Buenas Nuevas

“Como el sarmiento no puede dar…”

“Como el sarmiento no puede dar…”
Tony Salinas Avery
Sacerdote
En este domingo el verbo fundamental es “habitar-permanecer”, que se orienta hacia la relación del discípulo con Cristo, en sentido de vivir con Él en intimidad, fidelidad y comunión.

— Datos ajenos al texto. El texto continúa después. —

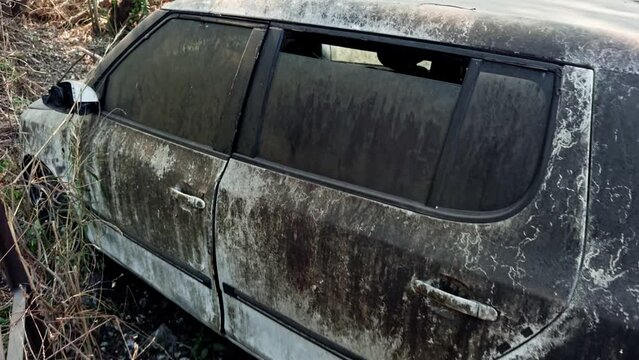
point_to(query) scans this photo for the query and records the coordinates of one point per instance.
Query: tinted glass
(497, 151)
(178, 80)
(357, 120)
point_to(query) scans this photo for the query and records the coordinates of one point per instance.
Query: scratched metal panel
(198, 300)
(602, 322)
(340, 264)
(129, 175)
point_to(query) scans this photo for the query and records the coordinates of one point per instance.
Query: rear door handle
(193, 201)
(465, 306)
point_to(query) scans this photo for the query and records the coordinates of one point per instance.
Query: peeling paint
(341, 265)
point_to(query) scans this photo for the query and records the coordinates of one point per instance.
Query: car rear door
(387, 205)
(156, 153)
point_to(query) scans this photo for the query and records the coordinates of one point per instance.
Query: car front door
(402, 203)
(156, 153)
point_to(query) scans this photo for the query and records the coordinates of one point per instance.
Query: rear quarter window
(432, 128)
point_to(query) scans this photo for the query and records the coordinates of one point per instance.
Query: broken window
(435, 128)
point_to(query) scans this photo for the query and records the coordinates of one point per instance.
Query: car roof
(594, 33)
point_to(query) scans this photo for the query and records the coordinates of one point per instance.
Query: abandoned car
(379, 180)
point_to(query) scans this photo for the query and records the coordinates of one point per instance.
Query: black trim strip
(450, 145)
(420, 44)
(178, 264)
(393, 200)
(149, 131)
(291, 325)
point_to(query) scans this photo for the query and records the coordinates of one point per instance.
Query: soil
(33, 56)
(153, 324)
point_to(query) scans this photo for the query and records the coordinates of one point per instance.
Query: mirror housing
(70, 95)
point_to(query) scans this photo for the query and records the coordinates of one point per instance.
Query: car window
(500, 141)
(404, 121)
(178, 80)
(339, 116)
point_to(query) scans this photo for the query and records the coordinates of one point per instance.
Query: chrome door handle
(465, 306)
(193, 201)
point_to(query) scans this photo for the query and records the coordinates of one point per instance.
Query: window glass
(178, 80)
(403, 121)
(498, 149)
(379, 124)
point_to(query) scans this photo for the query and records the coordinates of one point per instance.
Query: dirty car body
(371, 180)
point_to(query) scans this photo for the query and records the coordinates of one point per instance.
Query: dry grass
(65, 293)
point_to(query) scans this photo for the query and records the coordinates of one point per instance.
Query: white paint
(188, 293)
(161, 161)
(265, 338)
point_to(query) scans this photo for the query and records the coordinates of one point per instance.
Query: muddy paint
(189, 294)
(603, 318)
(132, 179)
(161, 196)
(342, 265)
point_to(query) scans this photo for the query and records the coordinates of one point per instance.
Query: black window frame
(236, 99)
(265, 68)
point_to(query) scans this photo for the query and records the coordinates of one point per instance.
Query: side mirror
(72, 94)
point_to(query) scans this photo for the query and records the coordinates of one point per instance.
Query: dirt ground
(142, 323)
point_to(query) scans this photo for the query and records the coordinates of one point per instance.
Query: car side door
(155, 154)
(396, 200)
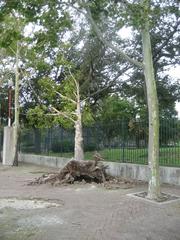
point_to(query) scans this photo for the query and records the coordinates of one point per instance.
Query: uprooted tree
(139, 17)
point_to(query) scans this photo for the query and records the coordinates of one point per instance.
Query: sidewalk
(85, 212)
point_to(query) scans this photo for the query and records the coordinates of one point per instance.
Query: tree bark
(153, 110)
(78, 148)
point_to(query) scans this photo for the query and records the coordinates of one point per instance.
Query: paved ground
(85, 212)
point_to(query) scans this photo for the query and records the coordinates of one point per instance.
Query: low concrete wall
(169, 175)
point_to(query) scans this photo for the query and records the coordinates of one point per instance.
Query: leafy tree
(139, 16)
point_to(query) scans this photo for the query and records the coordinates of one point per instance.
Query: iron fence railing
(120, 142)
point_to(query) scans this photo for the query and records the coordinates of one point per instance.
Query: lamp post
(10, 84)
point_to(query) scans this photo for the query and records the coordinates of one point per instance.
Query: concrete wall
(169, 175)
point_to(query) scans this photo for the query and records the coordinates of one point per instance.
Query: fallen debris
(88, 171)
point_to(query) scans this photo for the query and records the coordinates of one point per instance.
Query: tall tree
(139, 15)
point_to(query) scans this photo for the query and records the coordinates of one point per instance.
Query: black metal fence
(120, 141)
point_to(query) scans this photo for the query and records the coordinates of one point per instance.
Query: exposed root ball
(89, 171)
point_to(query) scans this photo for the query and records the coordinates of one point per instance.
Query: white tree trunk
(78, 148)
(153, 110)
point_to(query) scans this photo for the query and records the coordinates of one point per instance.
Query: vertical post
(123, 142)
(9, 104)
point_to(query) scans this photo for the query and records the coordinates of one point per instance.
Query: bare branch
(109, 44)
(64, 114)
(66, 98)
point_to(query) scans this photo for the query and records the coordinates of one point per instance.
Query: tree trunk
(153, 145)
(16, 103)
(78, 148)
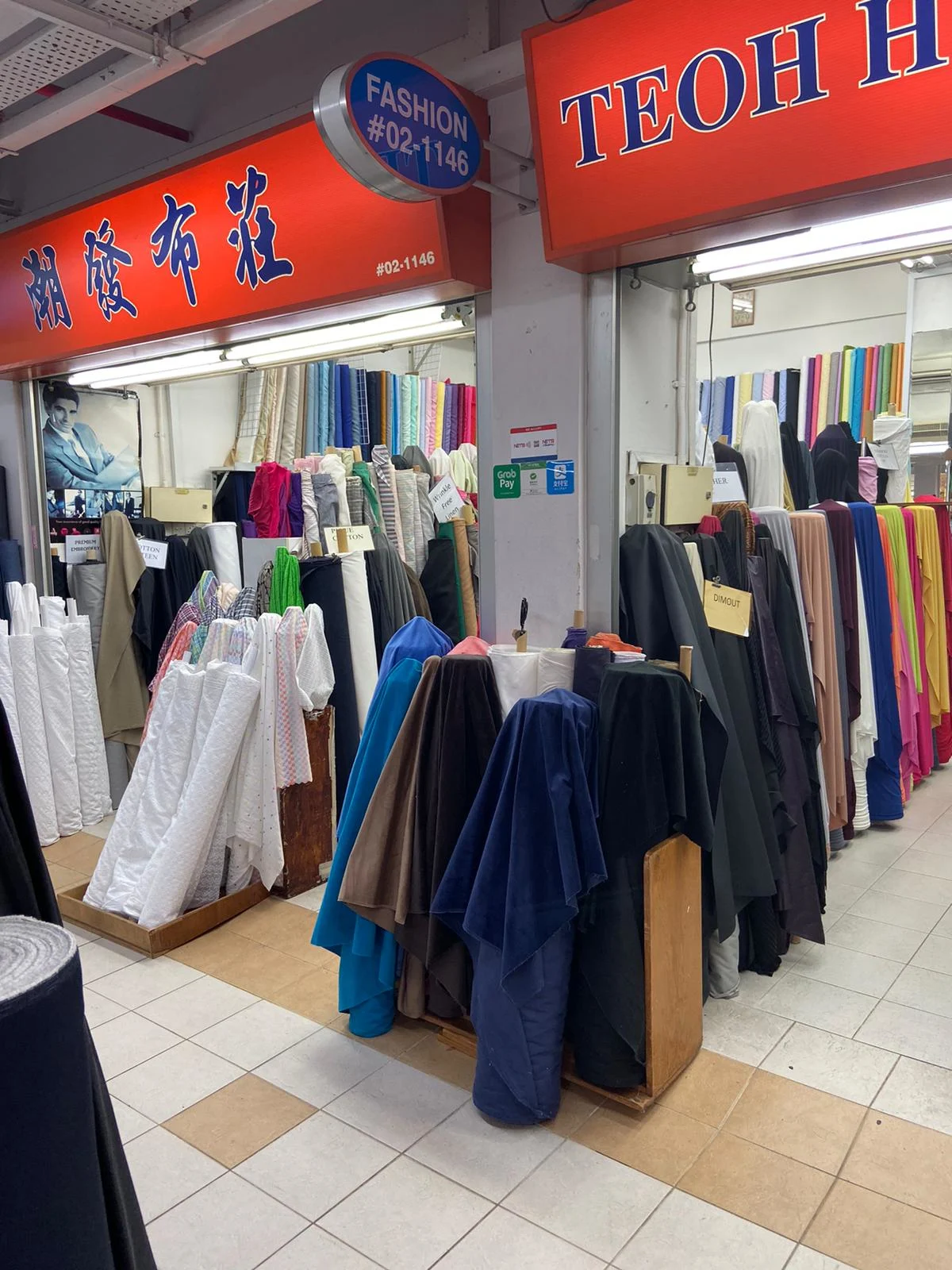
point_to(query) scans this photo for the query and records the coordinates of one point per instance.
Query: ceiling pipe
(228, 25)
(125, 116)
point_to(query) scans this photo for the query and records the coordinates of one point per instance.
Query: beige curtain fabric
(124, 698)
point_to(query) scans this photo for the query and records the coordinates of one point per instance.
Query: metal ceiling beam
(230, 25)
(131, 40)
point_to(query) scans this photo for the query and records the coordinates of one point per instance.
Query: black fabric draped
(653, 784)
(27, 891)
(660, 610)
(323, 584)
(457, 733)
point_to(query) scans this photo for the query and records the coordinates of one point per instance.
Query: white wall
(804, 317)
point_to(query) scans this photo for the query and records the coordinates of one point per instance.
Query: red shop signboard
(653, 120)
(270, 226)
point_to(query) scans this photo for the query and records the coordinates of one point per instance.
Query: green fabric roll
(286, 583)
(896, 526)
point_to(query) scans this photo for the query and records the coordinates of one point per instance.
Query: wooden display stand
(308, 812)
(160, 939)
(673, 977)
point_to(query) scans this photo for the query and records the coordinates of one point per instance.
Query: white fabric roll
(556, 668)
(8, 694)
(359, 620)
(179, 859)
(517, 675)
(225, 552)
(88, 725)
(54, 679)
(36, 756)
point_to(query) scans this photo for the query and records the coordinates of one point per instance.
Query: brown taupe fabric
(124, 698)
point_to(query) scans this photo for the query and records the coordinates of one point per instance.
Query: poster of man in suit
(90, 442)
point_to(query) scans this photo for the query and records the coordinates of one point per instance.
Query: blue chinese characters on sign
(560, 476)
(416, 124)
(103, 260)
(44, 289)
(175, 245)
(257, 260)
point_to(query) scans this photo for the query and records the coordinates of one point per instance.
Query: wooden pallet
(673, 978)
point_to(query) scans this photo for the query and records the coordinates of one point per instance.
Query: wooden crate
(308, 812)
(673, 978)
(160, 939)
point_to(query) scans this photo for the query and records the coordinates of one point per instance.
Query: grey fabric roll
(86, 584)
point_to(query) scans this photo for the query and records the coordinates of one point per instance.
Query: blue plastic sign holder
(560, 476)
(399, 127)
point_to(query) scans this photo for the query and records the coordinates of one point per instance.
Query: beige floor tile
(873, 1232)
(662, 1143)
(240, 1119)
(757, 1184)
(63, 878)
(314, 995)
(903, 1161)
(393, 1043)
(433, 1057)
(59, 851)
(795, 1121)
(708, 1089)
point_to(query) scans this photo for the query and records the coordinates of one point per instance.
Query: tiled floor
(814, 1132)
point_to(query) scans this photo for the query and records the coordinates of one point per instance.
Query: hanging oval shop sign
(399, 127)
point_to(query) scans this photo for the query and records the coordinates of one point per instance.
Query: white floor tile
(846, 968)
(923, 990)
(397, 1104)
(685, 1231)
(850, 867)
(935, 954)
(129, 1041)
(321, 1067)
(144, 981)
(505, 1241)
(909, 1032)
(879, 939)
(131, 1123)
(919, 1092)
(384, 1218)
(165, 1170)
(835, 1064)
(819, 1005)
(99, 1010)
(317, 1165)
(105, 956)
(742, 1032)
(314, 1250)
(486, 1157)
(198, 1005)
(914, 886)
(805, 1259)
(178, 1079)
(228, 1226)
(255, 1034)
(587, 1199)
(310, 899)
(912, 914)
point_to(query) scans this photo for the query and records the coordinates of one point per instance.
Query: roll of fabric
(512, 895)
(54, 681)
(359, 620)
(517, 675)
(556, 670)
(225, 552)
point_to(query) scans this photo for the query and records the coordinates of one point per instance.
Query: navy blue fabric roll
(10, 571)
(527, 854)
(882, 783)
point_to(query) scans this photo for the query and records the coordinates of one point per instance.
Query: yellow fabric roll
(927, 548)
(441, 410)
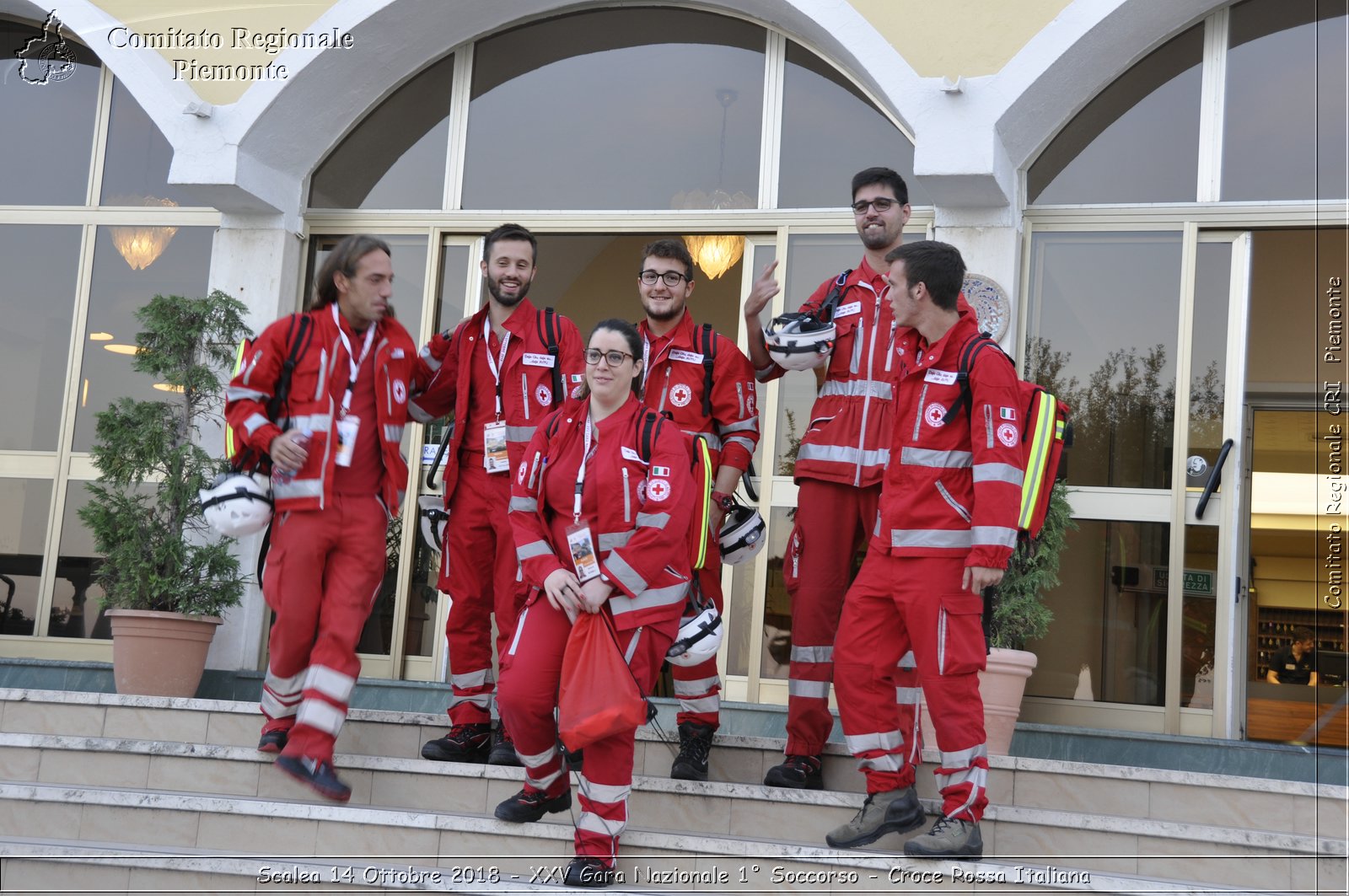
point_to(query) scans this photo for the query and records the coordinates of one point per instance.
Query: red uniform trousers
(919, 598)
(324, 570)
(530, 671)
(831, 523)
(481, 575)
(699, 687)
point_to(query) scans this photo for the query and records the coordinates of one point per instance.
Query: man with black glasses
(706, 386)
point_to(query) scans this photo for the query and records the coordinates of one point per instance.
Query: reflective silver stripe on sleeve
(998, 536)
(857, 389)
(813, 655)
(532, 550)
(845, 453)
(998, 473)
(931, 458)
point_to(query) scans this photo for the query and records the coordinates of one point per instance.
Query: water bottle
(278, 475)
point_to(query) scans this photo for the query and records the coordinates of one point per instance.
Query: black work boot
(695, 743)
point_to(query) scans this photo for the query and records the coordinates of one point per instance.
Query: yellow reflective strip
(1035, 463)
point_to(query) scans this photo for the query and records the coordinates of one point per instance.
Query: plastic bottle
(278, 476)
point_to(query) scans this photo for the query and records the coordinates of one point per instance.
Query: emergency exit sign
(1194, 582)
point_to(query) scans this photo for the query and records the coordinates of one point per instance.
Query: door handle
(1214, 480)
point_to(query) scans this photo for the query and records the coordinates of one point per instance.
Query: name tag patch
(539, 361)
(941, 377)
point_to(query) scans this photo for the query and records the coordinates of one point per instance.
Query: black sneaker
(695, 743)
(463, 743)
(530, 806)
(273, 741)
(800, 772)
(587, 871)
(316, 774)
(503, 748)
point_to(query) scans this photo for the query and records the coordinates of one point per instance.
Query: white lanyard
(355, 362)
(580, 474)
(498, 365)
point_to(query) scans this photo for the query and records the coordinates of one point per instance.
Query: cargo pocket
(959, 635)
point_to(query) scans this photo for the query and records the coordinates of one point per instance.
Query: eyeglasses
(672, 278)
(880, 204)
(613, 358)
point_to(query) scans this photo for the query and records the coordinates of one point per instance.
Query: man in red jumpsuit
(949, 523)
(726, 420)
(339, 478)
(499, 373)
(838, 473)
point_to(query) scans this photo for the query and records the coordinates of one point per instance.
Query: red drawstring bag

Para ello Jesús utiliza la célebre imagen bíblica de la vid, árbol símbolo de la prosperidad y de la alegría mesiánica, signo además de un Israel fiel e infiel (puede leerse Is 15,1-7 o el Salmo 80 y Mc 12,1-11). Jesús adapta de manera original el significado. Él se identifica con la vid, pero los sarmientos de esta planta espiritual son los discípulos, es decir, la Iglesia. Si éste es el fundamental significado, vendrá luego el campesino que poda el sarmiento de la vid. Operación dolorosa pero necesaria. A través de las lágrimas de las persecuciones y de las pruebas nacen los brotes de la primavera espiritual. Todo esto nos lleva a comprender consecutivamente, que en este tiempo de pascua, estamos llenos de la vitalidad del “vivir-permanecer” injertados en esta vida espiritual a Cristo Resucitado, ¡vida nuestra! Si el discípulo permanece en Jesús a través de la fe y el amor, Jesús permanece en él con su amor y su fecundidad. Si falta esta continua ósmosis de vida con Cristo, nuestra vida se seca, las acciones se vuelven mecánicas, las palabras religiosas son sólo vanos sonidos, la frialdad del corazón y la sequedad de la conciencia nos atomiza y no crecemos ni damos fruto. En este domingo pascual, todos podemos decir con el Salmo 80: “¡Dios de los Ejércitos, vuélvete, mira desde el cielo y visita esta viña, protege el tronco que tu diestra plantó y que tú hiciste vigorosa!”. La pascua como primavera espiritual para el cristiano, pasado el invierno, está invitado a dar “mas fruto”, es tiempo para ver florecer y ver los frutos de esta vida cristiana alimentada por la reciente Cuaresma y la gracia pascual de nuestro Señor victorioso de la muerte.